The times that folks have told me about email misunderstandings are countless. I’m sure you’ve had your share as well – both coming and going.
Here are some tips to deal with that hurtful or angering email you just received:
- Don’t overreact. Chances are, that message was not intended the way you interpreted it. When you overreact, it can sometimes muddy your thinking. This is the way misinterpretations escalate. So – keep your cool.
- Read it again. Now that you have not overreacted, go back and reread the message, putting yourself in the place of the writer. Thinking clearly, without clouding your interpretations with emotions can be very useful.
- Give the benefit of the doubt. Even if you have read the message several times, and it remains angering or hurtful, cut the sender a break.

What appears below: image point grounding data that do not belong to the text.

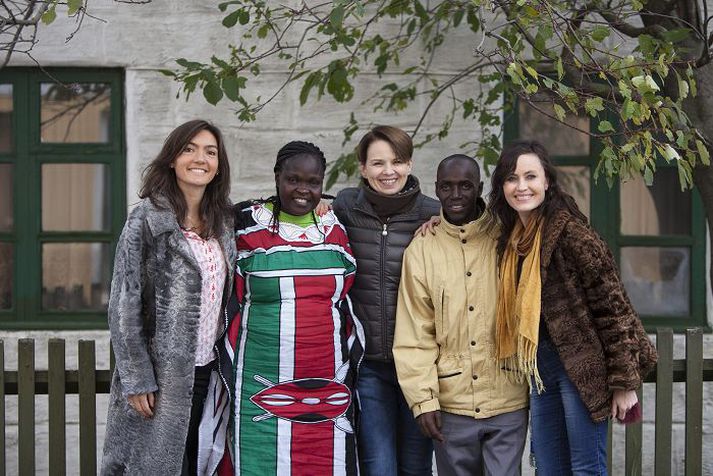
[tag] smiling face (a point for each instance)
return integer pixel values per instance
(299, 184)
(525, 187)
(385, 172)
(197, 163)
(458, 186)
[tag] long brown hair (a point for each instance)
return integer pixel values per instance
(159, 182)
(555, 198)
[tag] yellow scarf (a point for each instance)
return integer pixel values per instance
(519, 303)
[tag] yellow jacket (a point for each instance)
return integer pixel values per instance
(444, 345)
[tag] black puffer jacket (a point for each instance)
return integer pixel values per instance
(378, 248)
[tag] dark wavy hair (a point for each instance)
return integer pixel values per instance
(555, 198)
(292, 149)
(160, 185)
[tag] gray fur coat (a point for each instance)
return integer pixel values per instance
(154, 309)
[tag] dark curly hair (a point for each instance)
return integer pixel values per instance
(292, 149)
(555, 198)
(159, 179)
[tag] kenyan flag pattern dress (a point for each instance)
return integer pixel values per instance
(295, 346)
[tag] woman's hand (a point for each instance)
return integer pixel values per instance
(322, 208)
(430, 225)
(622, 402)
(142, 403)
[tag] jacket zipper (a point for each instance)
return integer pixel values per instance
(384, 323)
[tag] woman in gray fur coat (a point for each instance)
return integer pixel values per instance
(174, 263)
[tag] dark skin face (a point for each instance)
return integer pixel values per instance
(299, 184)
(458, 186)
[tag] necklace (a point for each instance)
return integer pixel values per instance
(190, 224)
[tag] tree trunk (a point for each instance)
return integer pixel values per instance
(700, 112)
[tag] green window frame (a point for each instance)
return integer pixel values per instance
(26, 157)
(605, 216)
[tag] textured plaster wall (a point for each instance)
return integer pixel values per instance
(142, 39)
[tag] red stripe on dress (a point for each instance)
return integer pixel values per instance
(312, 449)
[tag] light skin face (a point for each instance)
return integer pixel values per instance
(299, 184)
(386, 173)
(525, 187)
(458, 186)
(197, 163)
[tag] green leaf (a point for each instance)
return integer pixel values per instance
(212, 92)
(230, 20)
(49, 15)
(599, 33)
(559, 112)
(703, 152)
(336, 16)
(73, 6)
(458, 17)
(605, 126)
(594, 105)
(231, 87)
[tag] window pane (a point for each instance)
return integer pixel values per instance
(75, 197)
(6, 189)
(662, 209)
(78, 112)
(575, 181)
(558, 138)
(657, 279)
(6, 268)
(5, 117)
(75, 276)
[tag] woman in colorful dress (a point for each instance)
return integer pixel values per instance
(564, 320)
(295, 343)
(173, 268)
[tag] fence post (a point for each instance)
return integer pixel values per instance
(26, 406)
(87, 409)
(633, 444)
(664, 402)
(56, 407)
(694, 401)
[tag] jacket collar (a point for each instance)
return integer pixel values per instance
(467, 230)
(552, 231)
(363, 205)
(160, 217)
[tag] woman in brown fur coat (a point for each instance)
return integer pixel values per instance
(565, 322)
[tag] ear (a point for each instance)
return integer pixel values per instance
(362, 169)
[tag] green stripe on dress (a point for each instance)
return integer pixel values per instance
(261, 357)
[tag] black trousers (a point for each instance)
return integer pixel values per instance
(200, 391)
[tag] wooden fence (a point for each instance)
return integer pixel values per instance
(56, 382)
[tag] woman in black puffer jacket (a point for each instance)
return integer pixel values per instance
(380, 217)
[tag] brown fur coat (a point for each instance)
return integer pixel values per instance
(598, 335)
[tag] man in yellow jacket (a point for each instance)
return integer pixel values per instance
(444, 346)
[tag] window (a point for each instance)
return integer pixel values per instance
(62, 195)
(657, 233)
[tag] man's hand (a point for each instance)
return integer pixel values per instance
(622, 401)
(142, 403)
(430, 425)
(428, 227)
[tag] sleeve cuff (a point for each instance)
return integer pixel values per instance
(425, 407)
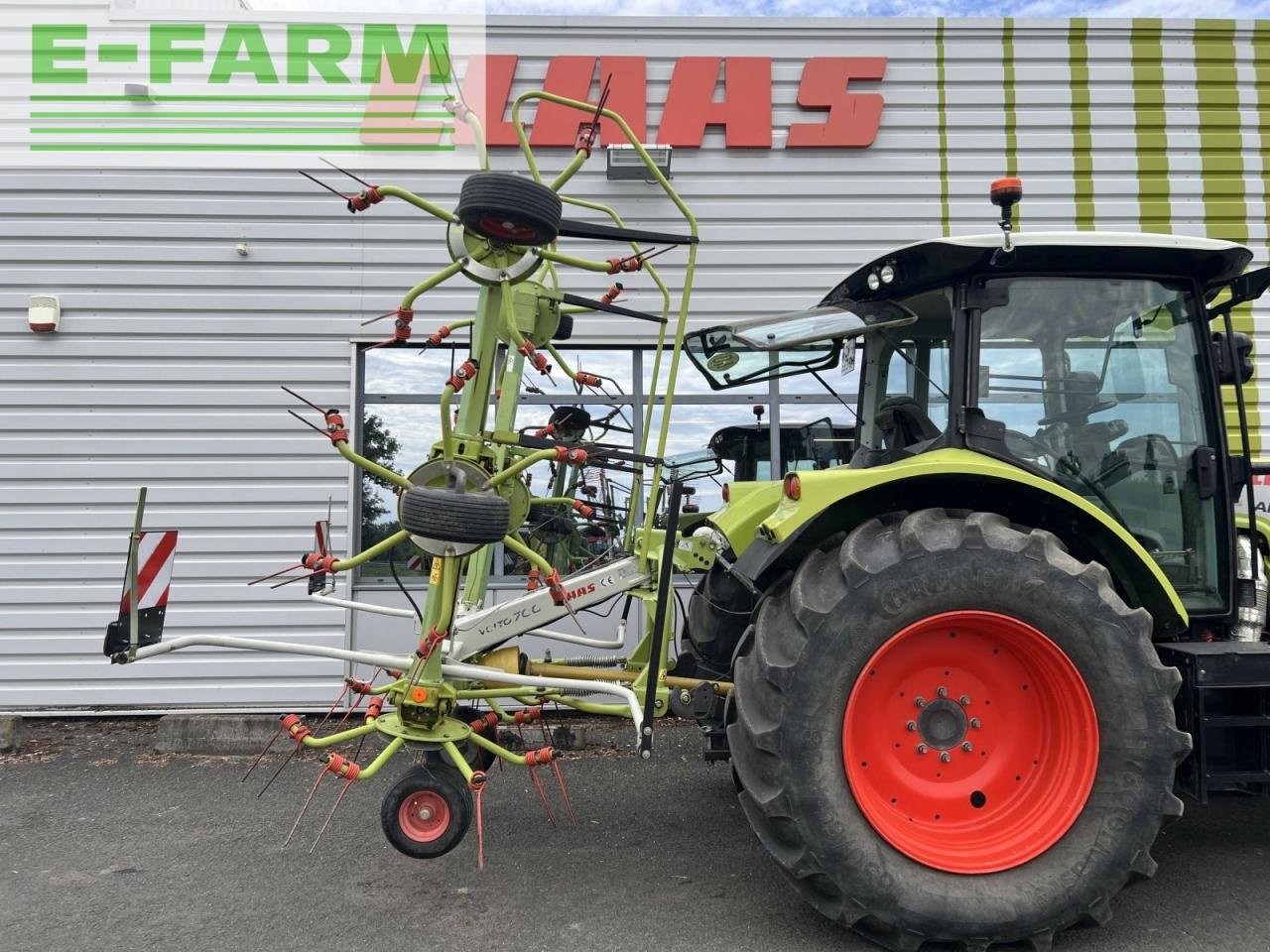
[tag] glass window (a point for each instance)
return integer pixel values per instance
(1096, 382)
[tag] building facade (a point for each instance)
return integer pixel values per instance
(806, 148)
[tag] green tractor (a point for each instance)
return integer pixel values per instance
(957, 657)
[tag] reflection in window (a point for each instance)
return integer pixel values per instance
(400, 390)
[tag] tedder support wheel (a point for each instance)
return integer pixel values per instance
(427, 811)
(949, 730)
(454, 517)
(719, 613)
(508, 208)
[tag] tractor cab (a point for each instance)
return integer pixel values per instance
(1082, 359)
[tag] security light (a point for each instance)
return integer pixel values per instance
(625, 164)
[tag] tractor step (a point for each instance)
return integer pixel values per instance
(1224, 705)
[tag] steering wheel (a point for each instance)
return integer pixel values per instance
(1078, 416)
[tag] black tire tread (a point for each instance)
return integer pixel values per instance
(499, 193)
(451, 785)
(454, 517)
(770, 654)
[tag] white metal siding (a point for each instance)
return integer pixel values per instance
(173, 345)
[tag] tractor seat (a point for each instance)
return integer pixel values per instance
(903, 425)
(905, 429)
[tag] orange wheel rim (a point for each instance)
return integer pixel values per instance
(970, 742)
(425, 816)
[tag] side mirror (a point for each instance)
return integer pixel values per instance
(1124, 368)
(1246, 287)
(1233, 357)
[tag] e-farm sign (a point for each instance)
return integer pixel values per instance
(273, 90)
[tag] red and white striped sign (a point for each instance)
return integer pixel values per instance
(157, 552)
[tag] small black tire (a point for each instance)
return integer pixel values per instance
(816, 639)
(427, 812)
(454, 517)
(509, 209)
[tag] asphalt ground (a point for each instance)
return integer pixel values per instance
(107, 846)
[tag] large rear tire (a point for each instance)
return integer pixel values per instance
(1067, 775)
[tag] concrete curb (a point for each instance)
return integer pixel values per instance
(248, 734)
(213, 734)
(10, 733)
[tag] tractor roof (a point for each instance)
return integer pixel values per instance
(938, 262)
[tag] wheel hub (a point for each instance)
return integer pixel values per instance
(943, 724)
(970, 742)
(425, 816)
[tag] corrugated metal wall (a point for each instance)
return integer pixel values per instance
(173, 344)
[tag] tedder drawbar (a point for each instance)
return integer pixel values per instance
(943, 654)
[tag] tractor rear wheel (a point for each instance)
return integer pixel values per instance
(948, 730)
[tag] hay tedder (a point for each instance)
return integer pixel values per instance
(945, 665)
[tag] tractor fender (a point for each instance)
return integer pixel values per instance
(833, 502)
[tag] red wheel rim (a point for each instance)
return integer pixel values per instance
(423, 816)
(1010, 737)
(507, 230)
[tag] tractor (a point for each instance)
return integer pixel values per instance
(943, 654)
(961, 660)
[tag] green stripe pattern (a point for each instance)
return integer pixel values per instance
(1151, 128)
(940, 84)
(1225, 212)
(1082, 122)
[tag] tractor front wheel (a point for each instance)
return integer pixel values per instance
(949, 730)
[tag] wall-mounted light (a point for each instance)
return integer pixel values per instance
(626, 166)
(44, 313)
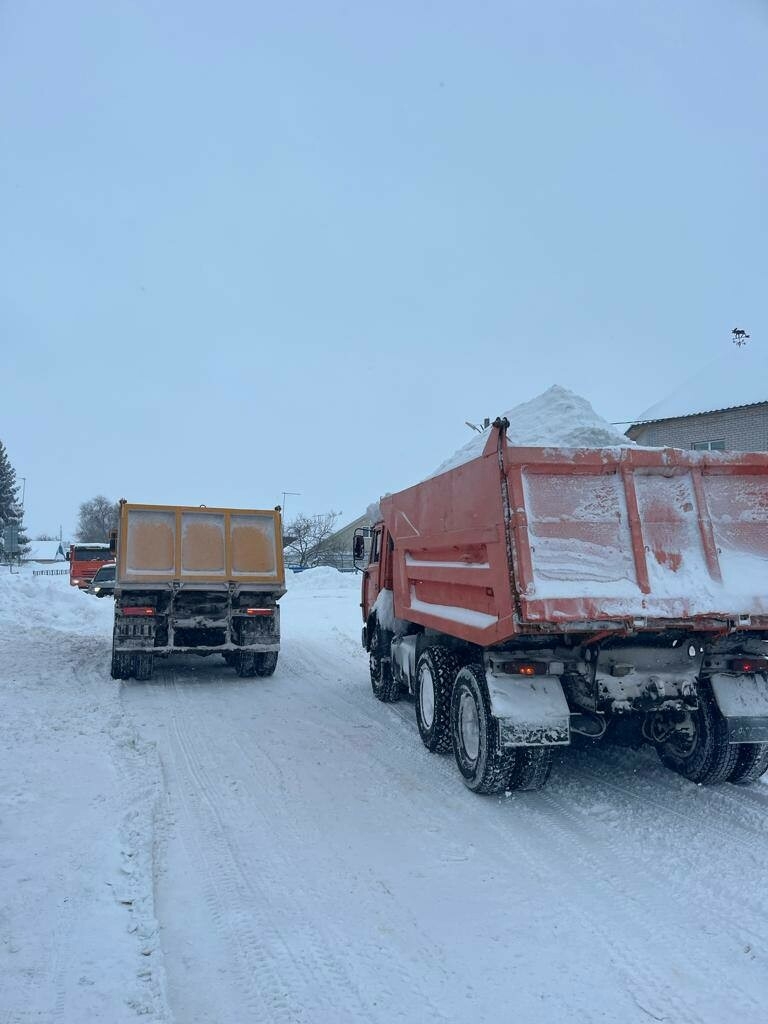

- Get clarification. If none of the above is helping your situation, pursue clarification. Depending on the nature and degree of hurt, the best suggestion is to contact the person either by phone or in person, and without condemning, ask for simple clarification. Once again, this is where giving them the benefit of the doubt will be to your advantage. It is better to assume their intentions were to not be hurtful rather than to assume that they were. IF it is something quite simple, an email message asking for clarification, quoting the portion of the message that concerned you may be all that is needed – but, trust me, that may not end the controversy. The best clarification is a dialogue.
As mentioned previously, emotion and tone do not always carry over well in email. Instead of responding angrily in an email response, seek the win: win as soon as possible. Too much damage can be done by multiple emails firing back and forth, copying others and involving them in the controversy as well. And the best way to do this is with a personal visit or call – always.